Despite more than a decade gap between him and Maria, she says she always felt the protector in her brother. In an interview with EuroNews, she recalled her childhood and what she remembers about her dear brother's relationship with her.

'He was always very kind'

"Because of our age difference I can't really say much about him around the house. But he was always very kind — very protective. That's the picture I still have," she said to EuroNews in a video interview posted to YouTube.

But she noted that he was close with all, even as he had other growing ambitions, per Catholic Philly. It's also clear that he still has a strong bond with his remaining sister. Asked how she would address him — "Jorge" (his birth name), "Francis," or "Holy Father" — a title often given to the pope — she replied, "Jorge! Jorge! As long as I know it's still my brother calling, then I'll call him Jorge. Maybe someday it'll be Francis, but for now it's just Jorge," she told National Catholic Reporter shortly after the papal election. "I'm grateful that so far, Francis is still Jorge." She added, "he's very conscious of the responsibility that he's carrying now, he didn't seem nervous or anxious about it." Still her big brother.

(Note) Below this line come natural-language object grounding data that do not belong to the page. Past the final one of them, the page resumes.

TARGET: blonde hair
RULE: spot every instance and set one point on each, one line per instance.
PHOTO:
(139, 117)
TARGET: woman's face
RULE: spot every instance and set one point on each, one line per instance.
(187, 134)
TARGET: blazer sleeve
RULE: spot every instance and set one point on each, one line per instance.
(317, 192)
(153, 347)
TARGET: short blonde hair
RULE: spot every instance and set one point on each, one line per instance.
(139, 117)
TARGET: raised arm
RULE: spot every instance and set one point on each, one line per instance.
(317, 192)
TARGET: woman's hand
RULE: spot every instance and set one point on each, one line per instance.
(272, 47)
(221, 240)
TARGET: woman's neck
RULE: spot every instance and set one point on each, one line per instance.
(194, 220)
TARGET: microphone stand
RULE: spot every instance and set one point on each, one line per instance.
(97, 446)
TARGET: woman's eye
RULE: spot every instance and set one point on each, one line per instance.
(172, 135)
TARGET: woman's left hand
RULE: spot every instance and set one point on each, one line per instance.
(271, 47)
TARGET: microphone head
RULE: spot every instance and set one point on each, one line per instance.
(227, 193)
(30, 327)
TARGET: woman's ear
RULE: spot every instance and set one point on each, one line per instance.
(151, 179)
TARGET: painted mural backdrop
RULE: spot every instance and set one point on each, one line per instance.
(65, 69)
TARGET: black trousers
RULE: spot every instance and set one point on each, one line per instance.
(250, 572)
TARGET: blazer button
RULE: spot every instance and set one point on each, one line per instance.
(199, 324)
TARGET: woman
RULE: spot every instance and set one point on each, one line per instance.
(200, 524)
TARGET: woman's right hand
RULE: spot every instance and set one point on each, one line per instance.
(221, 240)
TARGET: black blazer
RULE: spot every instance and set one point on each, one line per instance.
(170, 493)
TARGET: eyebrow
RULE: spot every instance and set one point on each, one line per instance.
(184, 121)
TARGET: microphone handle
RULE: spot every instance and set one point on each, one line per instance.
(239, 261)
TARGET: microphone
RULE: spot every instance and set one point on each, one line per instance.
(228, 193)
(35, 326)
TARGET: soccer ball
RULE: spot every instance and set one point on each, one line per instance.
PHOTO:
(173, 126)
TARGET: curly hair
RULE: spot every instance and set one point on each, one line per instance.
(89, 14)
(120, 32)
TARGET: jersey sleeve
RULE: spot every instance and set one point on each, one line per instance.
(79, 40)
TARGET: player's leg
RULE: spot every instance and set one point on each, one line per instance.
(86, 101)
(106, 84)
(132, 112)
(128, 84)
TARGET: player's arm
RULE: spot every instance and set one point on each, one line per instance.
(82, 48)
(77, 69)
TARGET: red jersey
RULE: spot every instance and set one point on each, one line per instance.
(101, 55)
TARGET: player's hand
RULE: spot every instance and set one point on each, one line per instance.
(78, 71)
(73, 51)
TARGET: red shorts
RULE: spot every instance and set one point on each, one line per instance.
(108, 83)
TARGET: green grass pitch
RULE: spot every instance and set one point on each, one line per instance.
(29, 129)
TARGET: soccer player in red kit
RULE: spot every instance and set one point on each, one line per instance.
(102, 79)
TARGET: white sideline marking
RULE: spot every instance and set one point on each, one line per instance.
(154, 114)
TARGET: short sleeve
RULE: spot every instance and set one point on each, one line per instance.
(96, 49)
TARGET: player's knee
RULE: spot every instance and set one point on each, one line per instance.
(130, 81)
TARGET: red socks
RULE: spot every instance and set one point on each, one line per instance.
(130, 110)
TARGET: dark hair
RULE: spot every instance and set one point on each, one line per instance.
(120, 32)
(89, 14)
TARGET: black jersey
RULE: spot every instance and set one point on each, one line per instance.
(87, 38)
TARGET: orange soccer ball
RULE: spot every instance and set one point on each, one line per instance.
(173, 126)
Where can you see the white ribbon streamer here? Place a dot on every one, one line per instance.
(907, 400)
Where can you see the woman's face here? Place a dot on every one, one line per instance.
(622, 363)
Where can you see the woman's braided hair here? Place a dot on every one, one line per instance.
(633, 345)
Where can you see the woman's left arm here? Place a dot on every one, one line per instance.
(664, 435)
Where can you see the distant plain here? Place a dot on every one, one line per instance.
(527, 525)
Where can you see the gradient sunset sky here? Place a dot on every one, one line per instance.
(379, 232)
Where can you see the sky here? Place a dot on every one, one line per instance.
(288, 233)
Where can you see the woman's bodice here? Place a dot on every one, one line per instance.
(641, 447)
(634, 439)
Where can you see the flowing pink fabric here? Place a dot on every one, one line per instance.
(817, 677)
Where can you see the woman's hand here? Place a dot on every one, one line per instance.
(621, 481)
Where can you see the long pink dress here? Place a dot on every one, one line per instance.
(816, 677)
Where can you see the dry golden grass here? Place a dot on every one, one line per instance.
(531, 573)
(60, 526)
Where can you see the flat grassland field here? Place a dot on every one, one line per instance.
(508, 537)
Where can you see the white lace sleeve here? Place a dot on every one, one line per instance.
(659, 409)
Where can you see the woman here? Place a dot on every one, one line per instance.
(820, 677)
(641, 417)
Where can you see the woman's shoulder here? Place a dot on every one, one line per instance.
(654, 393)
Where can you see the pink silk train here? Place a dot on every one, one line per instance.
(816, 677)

He's an uncle several times over

One can assume he was also very close with his brother Oscar, as the two were near in age, and the only childhood photo of Francis shows them both celebrating their first Holy Communion together.

While Pope Francis made his own vow to never marry or have children long ago, his siblings have made him an uncle several times over. He has no shortage of extended relatives — 16 nieces and nephews, and several more great-nieces and great-nephews, according to National Catholic Reporter. He tragically lost two of his great-nephews in a 2014 car crash in Argentina, and his nephew was severely injured, per Daily Mail.

He had commented on the crash in a personal heartfelt message, asking for empathy and revealing just how many extended family members he has.

"We were five siblings, and I have 16 nieces and nephews," he said. "One of these nephews was in an accident. His wife died along with his two small children — one who was 2 years old and the other several months." As he pointed out, "The pope has a family, too."